Det stora äventyret
Arne Sucksdorff
Sweden, Swedish, 1953, 94 min
The tales of foxes who steal chickens have a prologue, but it always goes untold. The Great Adventure tells this part of the story, finally: the fox steals chickens because she can no longer hunt in the forest. A lynx who wants to eat her has come to the forest. The lynx has been expelled from its usual forest because of, ta-da, deforestation. This is how the border conflict between the forest and the farm begins; they get the same sun and the same rain but not in the same way. Near the trees, the show is that of pure hunger and contact. Arne Sucksdorff patiently waited for the animals in his film, for years, to trap them in a fiction: the fox, a tragic character; the otter, a comical character, often with the corresponding musical prelude. When he films them up close, they are as captivating and inaccessible as any Hollywood star.
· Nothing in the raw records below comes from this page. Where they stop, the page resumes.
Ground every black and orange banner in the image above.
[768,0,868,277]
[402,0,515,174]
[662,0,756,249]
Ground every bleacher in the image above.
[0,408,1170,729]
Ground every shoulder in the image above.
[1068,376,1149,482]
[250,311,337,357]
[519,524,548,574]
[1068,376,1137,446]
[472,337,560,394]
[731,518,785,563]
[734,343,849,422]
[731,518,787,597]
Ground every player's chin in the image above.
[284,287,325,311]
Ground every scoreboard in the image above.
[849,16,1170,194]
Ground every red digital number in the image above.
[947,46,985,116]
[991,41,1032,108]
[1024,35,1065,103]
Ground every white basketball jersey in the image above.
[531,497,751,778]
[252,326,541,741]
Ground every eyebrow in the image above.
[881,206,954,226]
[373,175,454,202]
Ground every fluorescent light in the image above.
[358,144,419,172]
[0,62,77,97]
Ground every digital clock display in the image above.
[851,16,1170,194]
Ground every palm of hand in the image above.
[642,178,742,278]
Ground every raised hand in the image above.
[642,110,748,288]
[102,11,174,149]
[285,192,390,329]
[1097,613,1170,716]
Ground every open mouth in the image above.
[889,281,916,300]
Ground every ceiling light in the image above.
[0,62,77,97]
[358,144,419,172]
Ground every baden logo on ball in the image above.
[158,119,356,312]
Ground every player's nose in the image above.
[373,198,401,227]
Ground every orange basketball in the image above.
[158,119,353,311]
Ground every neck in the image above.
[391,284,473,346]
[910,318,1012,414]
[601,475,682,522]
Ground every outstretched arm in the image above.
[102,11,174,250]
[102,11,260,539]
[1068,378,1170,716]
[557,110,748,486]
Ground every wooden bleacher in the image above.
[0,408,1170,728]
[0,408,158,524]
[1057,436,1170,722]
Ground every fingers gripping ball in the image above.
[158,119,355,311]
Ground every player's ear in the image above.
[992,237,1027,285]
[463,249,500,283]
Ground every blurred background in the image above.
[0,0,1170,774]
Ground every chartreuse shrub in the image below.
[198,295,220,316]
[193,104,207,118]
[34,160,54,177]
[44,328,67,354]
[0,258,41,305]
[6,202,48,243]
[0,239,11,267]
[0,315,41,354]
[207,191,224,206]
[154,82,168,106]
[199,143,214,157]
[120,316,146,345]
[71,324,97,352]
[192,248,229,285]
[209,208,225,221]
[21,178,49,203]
Far from the trees, on the farm, the show is that of civilisation: work, property and arms. There is, however, a point of contact and it is the children, the border dwellers, Anders and Kjell. They save the otter from a hunter’s trap and set about… domesticating it. This will be their little secret, the door to a parallel existence, where ‘they play cowboys and Indians and the adults are the white people’. Of course. They, the otter Utti, the forest ‘who won’t tell on them’, Chris Marker’s whale, and the warao people are the Indians. Anders, the older child, will also discover the rigours of domestication. A willing and engrossed servant by day, by night he has nightmares about Utti’s still pure hunger, endless and at all hours. The otter must leave so that the child can remain a child.